We reconstituted D2 like dopamine receptor (D2R) and the delta opioid receptor (DOR) coupling to G-protein gated inwardly rectifying potassium channels (Kir3) and directly compared the effects of co-expression of G-protein coupled receptor kinase (GRK) and arrestin on agonist-dependent desensitization of the receptor response. We found, as described previously, that co-expression of a GRK and an arrestin synergistically increased the rate of agonist-dependent desensitization of DOR. In contrast, only arrestin expression was required to produce desensitization of D2R responses. Furthermore, arrestin-dependent GRK-independent desensitization of D2R-Kir3 coupling could be transferred to DOR by substituting the third cytoplasmic loop of DOR with that of D2R. The arrestin-dependent GRK-independent desensitization of D2R desensitization was inhibited by staurosporine treatment, and blocked by alanine substitution of putative protein kinase C phosphorylation sites in the third cytoplasmic loop of D2R. Finally, the D2R construct in which putative protein kinase C phosphorylation sites were mutated did not undergo significant agonist-dependent desensitization even after GRK co-expression, suggesting that GRK phosphorylation of D2R does not play an important role in uncoupling of the receptor.

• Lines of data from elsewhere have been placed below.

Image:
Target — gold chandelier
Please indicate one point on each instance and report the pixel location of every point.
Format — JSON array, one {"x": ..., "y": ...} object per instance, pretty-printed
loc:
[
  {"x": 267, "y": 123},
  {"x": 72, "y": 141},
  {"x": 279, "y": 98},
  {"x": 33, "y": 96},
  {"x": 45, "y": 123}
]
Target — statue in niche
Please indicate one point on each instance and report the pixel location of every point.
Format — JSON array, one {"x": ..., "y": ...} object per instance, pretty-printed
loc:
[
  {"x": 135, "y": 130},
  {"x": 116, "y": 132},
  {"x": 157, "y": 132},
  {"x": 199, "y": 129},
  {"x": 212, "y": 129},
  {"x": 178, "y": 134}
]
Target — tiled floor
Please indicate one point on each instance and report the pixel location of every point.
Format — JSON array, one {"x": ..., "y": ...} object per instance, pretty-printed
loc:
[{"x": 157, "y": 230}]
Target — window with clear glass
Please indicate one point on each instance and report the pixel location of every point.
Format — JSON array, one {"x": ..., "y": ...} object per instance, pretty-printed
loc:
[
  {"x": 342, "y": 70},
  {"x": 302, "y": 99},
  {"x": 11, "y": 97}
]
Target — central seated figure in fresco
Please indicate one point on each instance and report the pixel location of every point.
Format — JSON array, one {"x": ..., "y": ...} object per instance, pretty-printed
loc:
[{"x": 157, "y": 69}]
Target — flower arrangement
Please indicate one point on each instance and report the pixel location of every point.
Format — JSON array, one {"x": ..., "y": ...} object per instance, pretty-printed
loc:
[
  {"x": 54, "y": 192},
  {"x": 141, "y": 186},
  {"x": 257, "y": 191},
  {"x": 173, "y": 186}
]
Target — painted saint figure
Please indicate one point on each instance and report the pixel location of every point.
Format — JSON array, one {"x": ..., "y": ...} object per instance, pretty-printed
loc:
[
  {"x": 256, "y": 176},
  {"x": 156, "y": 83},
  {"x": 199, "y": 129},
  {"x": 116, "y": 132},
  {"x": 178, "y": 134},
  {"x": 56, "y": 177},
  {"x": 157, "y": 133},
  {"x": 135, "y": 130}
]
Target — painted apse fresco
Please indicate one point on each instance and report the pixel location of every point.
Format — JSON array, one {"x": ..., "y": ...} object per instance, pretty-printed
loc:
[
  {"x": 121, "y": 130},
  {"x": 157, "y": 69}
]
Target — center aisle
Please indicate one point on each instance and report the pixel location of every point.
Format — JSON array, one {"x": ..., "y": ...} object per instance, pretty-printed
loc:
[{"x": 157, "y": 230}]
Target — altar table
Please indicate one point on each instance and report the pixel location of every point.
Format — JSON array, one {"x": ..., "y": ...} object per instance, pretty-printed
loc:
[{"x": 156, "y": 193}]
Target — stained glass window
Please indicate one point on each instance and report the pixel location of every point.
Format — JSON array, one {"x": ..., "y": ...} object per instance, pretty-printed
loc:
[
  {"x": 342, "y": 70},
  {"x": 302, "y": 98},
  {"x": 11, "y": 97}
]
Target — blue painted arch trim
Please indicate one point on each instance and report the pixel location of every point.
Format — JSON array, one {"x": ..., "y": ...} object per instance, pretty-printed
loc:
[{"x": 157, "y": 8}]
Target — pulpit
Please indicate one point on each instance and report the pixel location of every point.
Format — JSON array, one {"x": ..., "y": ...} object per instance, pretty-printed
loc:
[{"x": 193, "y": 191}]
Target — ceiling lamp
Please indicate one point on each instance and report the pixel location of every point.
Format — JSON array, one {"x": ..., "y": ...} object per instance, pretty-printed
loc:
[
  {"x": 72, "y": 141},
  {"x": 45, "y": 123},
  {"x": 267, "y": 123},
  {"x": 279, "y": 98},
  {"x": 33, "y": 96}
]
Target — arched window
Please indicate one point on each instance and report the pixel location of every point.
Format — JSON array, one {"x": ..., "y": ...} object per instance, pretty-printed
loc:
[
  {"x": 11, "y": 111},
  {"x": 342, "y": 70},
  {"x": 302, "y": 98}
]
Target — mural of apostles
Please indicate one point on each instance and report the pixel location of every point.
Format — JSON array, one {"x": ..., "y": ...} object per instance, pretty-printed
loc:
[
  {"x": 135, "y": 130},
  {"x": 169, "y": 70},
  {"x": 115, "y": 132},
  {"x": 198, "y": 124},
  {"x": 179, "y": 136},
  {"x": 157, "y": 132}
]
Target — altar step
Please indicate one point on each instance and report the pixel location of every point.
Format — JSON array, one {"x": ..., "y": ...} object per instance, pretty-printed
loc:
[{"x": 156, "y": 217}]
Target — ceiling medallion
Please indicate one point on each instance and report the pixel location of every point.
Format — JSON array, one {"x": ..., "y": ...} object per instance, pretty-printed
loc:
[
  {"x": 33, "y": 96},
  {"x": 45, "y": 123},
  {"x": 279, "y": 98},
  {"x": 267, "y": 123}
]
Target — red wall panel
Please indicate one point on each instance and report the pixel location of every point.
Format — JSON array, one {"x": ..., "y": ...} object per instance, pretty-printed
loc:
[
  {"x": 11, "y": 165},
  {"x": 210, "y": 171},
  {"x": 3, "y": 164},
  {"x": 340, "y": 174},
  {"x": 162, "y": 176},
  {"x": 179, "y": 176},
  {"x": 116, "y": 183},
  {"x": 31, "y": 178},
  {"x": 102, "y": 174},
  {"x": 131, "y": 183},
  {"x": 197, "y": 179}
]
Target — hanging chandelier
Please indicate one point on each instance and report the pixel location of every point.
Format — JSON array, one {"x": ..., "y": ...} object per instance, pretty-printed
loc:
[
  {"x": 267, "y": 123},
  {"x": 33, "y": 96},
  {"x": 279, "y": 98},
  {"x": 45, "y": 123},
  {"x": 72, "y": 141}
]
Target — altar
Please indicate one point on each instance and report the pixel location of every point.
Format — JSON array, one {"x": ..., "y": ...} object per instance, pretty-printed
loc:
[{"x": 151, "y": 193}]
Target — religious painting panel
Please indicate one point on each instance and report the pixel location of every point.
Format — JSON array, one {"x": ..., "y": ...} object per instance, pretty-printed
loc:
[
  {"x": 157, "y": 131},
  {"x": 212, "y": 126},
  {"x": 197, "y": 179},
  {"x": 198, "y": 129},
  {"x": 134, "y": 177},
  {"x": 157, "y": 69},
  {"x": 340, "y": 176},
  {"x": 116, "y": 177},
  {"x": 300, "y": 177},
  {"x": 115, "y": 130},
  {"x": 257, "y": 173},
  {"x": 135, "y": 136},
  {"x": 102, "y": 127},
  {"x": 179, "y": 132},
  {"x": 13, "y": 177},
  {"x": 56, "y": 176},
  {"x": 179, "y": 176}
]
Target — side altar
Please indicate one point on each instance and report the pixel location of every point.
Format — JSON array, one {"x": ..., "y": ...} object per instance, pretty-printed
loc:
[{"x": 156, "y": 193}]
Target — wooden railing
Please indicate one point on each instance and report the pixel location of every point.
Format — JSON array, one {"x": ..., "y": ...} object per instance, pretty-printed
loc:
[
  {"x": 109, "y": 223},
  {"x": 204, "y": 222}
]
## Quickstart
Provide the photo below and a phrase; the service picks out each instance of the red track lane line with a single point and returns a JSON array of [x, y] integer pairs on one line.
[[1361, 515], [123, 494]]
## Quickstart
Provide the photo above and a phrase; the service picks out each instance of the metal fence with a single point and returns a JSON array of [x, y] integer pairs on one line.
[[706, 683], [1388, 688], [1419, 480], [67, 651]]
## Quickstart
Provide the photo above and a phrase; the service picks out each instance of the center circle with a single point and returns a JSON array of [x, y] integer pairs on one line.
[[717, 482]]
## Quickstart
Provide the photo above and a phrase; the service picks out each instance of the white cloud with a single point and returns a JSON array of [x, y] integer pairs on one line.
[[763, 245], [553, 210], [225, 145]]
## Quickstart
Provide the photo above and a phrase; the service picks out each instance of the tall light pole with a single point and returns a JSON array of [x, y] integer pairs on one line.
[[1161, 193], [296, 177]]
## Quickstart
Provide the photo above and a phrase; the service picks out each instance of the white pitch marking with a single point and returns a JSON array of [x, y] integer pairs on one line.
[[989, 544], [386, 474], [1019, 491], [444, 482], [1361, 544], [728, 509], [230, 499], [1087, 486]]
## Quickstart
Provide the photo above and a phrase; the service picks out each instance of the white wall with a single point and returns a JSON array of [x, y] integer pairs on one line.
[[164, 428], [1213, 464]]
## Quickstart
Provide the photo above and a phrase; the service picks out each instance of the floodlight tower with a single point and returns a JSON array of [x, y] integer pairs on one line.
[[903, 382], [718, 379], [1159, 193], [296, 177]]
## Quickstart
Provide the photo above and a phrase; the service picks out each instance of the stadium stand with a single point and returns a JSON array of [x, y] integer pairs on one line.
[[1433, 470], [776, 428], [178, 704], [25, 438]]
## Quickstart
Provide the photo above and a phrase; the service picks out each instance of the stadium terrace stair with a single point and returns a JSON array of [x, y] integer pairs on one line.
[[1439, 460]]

The classical model for the uncoupling and desensitization of G-protein coupled receptors (GPCRs) involves the phosphorylation of the agonist-bound receptor by G protein coupled receptor kinases (GRK), followed by the binding of arrestin to the GRK phosphorylated agonist-activated receptor. We reconstituted D2-dopamine receptor (D2R) signaling in Xenopus oocytes to show that arrestin-mediated uncoupling of D2R from associated G proteins (Gαβγ) occurs independently of GRKs.